6 million people have unsafe levels of toxic chemicals in their drinking water in the U.S
Researchers have analysed levels of industrial chemicals in over 36,000 water samples from all over the US, and have found that 6 million people are being exposed to unsafe levels in their drinking water.
For most people in the affected areas, the researchers say it’s probably too soon to swear off tap water altogether, but they do advise that people in the worst-affected town, Hoosick Falls, NY, switch to bottled water for the time being.
The chemicals in question are called PFASs, or Polyfluoroalkyl and perfluoroalkyl substances, and they’re a class of chemical used in the manufacture of things like paints, food packaging, leather, and fire-fighting foam, because they can repel both oil and water.
While pretty much all Americans are exposed to trace amounts of PFASs in their daily lives, higher amounts have been linked to a whole host of health problems, including kidney cancer, elevated cholesterol, obesity, and hormone disruption.
PFASs have been used over the past 60 years in industrial and commercial products, and studies have found that they can linger in the body for years, and almost never break down in the environment.
“[C]oncerned residents should talk to their local department of health to ask for more information about PFASs in their drinking water,” one of the researchers, Xindi Hu from the Department of Environmental Health at Harvard, told Michelle Kuepper at ResearchGate.
“The drinking water in Hoosick Falls, NY, was found to have very high concentrations of PFASs, and residents were advised to stop drinking tap water until the public water supplies were able to reduce PFASs to acceptable levels.”
So what the eff is going on here?
Hu and his team analysed more than 36,000 water samples collected by the US Environmental Protection Agency (EPA) between 2013 and 2015.
They found that 66 public water supplies that cover 6 million Americans had at least one water sample that measured at or above the EPA recommended safety limit of 70 parts per trillion for PFASs.
“Newark, Delaware, and Warminster, Pennsylvania, showed particularly high concentration levels,” Susan Scutti from CNN reports.
The study found that drinking water from 13 states accounted for 75 percent of the detections, including, in order of frequency of detection: California, New Jersey, North Carolina, Alabama, Florida, Pennsylvania, Ohio, New York, Georgia, Minnesota, Arizona, Massachusetts, and Illinois.
It’s not yet clear how the PFASs are making it into these states’ water supplies in such high concentrations, but suggest that because manufacturers and industrial sites that have the potential to emit PFASs through air, runoff, or solid waste aren’t regulated, there’s little incentive to treat their waste before it’s released.
“Most current wastewater treatment processes do not effectively remove PFASs,” Hu told Reuters.
So if you’re in one of the affected areas, should you be concerned?
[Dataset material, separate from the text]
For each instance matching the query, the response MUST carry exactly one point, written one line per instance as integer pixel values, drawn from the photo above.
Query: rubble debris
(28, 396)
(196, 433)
Well, yes and no. The researchers are certainly not encouraging everyone to panic, but say we shouldn’t be complacent either, because there simply hasn’t been enough time to understand the long-term health effects of these toxins.
“I do think that Americans should be concerned about these chemicals,” environmental health expert Susan M. Pinney from the University of Cincinnati, who was not involved in the research, told CNN.
“We know this chemical gets stored in the blood serum, the liver, and some other organs.”
Considering PFASs represented an “important” part of US chemical manufacturer DuPont’s US$34.7 billion in sales in 2014, according to The New York Times, it’s not going to be easy to get these things banned.
But, as a recent study on declining dog (and potentially human) fertility suggests, we’ve barely even begun to understand what environmental chemicals are doing to us.
Best case scenario once we’ve had enough time to figure it out? We’ve been concerned about nothing. Worst case scenario? This kind of pollution really is messing with our health.
The report has been published in Environmental Science & Technology Letters.